No entanto, estas questões de "custos irrecuperáveis" não podem alterar a realidade geológica objetiva — o potencial da Bacia de Orange é cada vez mais visto como comparável ao da Guiana como "a próxima grande província produtora de petróleo no Atlântico Sul". Várias instituições de pesquisa autorizadas já previram que, entre 2030 e 2035, com o desenvolvimento de Venus, Mopane e PEL 0039, a produção máxima de petróleo da Namíbia poderá atingir 380.000 a 500.000 barris por dia, excedendo significativamente os níveis atuais de alguns estados membros da OPEP em África.

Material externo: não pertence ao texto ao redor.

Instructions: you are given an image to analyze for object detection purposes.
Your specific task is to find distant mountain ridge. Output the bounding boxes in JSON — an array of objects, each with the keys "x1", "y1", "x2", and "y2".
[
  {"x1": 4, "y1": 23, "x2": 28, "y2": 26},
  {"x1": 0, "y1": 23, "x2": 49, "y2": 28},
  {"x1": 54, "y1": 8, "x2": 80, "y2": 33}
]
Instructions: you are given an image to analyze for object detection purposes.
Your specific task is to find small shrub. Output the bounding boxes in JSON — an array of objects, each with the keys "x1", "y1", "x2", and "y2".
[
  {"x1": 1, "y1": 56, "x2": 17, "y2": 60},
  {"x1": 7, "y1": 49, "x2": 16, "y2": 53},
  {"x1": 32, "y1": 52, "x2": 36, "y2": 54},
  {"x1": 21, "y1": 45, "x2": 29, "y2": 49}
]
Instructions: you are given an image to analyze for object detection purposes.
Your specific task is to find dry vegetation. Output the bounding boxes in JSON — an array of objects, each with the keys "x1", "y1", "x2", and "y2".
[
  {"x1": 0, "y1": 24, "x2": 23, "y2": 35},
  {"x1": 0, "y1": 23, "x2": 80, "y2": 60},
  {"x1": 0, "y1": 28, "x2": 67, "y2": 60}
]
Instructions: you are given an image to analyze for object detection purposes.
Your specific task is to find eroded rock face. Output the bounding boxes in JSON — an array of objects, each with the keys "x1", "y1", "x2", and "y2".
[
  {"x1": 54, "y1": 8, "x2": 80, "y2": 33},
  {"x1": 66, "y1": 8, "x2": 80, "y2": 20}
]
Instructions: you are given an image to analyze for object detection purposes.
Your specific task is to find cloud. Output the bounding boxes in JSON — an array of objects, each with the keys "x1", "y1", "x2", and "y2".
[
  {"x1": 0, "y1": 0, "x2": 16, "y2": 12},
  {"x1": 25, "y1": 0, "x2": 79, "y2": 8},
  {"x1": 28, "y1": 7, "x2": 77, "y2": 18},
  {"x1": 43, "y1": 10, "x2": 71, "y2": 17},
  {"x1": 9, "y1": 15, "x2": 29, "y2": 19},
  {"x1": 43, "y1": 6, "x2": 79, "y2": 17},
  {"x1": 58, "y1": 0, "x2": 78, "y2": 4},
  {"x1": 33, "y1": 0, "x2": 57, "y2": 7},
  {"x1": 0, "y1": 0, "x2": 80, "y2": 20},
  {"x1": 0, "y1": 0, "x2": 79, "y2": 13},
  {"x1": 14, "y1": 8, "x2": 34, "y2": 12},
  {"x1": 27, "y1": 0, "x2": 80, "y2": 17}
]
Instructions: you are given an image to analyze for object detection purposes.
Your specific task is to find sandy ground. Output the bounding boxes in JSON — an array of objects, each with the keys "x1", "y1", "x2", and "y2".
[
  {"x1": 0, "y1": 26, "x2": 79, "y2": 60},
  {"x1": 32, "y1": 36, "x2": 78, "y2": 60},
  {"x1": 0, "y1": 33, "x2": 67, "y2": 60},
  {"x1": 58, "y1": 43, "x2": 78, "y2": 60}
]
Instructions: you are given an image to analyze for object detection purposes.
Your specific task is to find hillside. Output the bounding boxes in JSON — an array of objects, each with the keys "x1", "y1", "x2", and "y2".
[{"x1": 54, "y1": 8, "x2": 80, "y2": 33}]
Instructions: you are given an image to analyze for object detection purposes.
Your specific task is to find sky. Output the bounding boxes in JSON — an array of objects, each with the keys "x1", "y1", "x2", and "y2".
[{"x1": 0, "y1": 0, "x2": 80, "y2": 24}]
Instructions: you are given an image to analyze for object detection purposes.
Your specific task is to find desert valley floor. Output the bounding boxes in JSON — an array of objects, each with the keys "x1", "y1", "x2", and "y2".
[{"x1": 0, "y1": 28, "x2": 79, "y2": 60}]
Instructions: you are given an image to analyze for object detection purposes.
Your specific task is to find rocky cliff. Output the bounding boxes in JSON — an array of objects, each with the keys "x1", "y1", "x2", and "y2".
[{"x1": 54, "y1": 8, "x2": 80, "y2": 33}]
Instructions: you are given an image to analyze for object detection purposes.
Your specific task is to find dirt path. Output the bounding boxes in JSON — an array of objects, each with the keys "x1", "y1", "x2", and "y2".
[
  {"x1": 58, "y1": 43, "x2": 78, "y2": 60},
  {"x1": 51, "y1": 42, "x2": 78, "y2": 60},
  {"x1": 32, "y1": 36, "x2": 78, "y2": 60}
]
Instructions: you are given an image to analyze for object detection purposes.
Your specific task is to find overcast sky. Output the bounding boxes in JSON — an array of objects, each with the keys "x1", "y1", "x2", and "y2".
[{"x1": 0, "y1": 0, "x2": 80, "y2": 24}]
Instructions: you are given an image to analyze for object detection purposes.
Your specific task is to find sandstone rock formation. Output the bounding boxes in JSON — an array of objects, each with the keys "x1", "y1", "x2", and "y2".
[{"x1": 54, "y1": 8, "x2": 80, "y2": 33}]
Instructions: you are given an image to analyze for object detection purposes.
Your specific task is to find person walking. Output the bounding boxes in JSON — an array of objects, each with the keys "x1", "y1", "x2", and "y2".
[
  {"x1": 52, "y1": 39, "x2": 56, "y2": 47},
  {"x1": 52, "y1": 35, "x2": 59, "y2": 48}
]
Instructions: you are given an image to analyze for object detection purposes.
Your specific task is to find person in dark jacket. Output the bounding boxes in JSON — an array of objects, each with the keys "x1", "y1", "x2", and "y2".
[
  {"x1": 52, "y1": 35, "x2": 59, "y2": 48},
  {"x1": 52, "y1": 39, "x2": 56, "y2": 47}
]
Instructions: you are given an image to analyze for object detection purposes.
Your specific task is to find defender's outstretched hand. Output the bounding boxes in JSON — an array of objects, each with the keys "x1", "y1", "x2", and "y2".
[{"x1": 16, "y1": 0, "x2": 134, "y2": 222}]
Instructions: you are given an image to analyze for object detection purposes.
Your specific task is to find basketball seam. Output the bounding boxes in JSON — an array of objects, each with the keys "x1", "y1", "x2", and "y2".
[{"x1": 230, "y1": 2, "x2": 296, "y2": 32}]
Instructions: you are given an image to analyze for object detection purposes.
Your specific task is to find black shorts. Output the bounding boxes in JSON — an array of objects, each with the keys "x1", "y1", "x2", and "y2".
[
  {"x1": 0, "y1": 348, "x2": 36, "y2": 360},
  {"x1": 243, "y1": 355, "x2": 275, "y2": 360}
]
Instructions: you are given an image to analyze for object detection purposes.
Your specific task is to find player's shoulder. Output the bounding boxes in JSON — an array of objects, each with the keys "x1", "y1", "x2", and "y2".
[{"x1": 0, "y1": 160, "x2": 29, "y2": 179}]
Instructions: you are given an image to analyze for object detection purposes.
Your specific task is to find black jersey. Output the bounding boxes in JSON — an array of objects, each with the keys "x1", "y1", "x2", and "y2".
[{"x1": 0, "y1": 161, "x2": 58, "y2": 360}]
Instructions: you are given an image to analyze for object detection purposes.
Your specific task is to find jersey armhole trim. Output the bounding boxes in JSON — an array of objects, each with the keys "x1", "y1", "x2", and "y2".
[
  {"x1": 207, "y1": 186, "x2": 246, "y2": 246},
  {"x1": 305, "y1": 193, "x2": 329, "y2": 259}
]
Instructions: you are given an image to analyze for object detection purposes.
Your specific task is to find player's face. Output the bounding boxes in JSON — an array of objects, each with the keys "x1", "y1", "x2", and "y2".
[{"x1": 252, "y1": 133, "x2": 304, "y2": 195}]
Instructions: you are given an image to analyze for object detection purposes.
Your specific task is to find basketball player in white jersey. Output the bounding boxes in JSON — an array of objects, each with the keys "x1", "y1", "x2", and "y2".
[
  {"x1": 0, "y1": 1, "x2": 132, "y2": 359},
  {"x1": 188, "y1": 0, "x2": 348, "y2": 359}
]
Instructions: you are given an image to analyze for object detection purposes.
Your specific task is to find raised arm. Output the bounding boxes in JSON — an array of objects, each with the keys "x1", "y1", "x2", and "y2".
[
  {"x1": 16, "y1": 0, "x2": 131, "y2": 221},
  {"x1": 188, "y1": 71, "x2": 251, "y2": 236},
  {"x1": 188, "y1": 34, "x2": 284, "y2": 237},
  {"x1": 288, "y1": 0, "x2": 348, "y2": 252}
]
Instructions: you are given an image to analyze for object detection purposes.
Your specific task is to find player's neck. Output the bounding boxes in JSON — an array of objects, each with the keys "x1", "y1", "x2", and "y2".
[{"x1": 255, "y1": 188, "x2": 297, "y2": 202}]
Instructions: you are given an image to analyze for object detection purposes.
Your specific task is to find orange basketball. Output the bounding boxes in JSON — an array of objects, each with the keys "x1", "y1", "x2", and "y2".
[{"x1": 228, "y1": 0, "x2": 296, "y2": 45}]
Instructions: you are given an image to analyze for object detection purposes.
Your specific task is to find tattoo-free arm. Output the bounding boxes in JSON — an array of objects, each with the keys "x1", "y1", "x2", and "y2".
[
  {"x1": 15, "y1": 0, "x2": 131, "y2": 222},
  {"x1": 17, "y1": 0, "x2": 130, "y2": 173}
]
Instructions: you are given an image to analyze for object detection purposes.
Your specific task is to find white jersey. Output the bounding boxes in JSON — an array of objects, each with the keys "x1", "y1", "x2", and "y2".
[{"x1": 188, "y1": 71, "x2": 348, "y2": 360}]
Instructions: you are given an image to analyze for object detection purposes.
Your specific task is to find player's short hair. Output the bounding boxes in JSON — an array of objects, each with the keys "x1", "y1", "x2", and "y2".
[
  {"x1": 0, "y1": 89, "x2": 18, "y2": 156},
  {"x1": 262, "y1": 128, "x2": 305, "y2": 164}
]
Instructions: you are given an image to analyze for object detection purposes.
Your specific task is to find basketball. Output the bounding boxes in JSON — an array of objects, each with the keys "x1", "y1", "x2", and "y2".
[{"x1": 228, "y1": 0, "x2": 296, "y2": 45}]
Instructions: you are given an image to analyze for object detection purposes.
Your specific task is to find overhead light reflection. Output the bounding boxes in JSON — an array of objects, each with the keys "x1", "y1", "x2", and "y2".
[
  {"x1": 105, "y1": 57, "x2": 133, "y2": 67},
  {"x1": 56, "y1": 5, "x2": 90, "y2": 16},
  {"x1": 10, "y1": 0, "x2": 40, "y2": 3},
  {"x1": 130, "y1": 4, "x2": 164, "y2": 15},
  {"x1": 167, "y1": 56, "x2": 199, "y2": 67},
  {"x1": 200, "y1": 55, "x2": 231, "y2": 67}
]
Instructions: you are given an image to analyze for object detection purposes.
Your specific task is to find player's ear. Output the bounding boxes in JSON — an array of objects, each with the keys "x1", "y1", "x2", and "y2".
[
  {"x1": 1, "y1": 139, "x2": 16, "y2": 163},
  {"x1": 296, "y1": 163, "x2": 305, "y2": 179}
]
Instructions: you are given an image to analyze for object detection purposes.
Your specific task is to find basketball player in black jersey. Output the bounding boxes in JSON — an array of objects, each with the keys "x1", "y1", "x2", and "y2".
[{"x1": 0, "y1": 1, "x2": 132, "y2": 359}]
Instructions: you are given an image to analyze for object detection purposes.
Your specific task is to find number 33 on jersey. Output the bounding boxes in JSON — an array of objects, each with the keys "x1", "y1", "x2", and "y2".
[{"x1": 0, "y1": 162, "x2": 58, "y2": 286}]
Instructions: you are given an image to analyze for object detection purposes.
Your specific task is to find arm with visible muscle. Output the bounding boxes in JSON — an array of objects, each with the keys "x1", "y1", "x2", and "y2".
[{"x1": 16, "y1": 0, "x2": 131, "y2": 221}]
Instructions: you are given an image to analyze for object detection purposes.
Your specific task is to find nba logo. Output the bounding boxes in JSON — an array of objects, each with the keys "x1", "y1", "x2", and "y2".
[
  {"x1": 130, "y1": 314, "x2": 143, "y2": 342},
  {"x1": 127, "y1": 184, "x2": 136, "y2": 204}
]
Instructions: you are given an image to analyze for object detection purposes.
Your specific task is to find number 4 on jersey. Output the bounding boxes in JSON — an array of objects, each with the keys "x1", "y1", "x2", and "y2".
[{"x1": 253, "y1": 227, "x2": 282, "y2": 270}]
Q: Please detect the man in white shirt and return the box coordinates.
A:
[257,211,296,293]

No mapa petrolífero global, a Namíbia era outrora um canto esquecido; hoje, a exploração bem-sucedida da Bacia do Orange colocou esta "potencial província gigante de petróleo e gás" no Atlântico Sul no topo das manchetes globais de upstream. Espera-se que, durante 2026-2027, as decisões finais de investimento sejam lançadas sucessivamente para os desenvolvimentos das séries Venus, Mopane e Shell. Este país, que só alcançou o seu primeiro avanço há quatro anos, tem uma grande probabilidade de liderar mais de metade do crescimento do fornecimento de petróleo e gás em águas profundas de África na próxima década. Como disse um executivo da Shell: "A história da Namíbia não é sobre se o petróleo e o gás existem, mas sim se podemos desbloquear reservatórios comercialmente viáveis." E a resposta da Merlin 1X é muito provável: "Sim, podemos."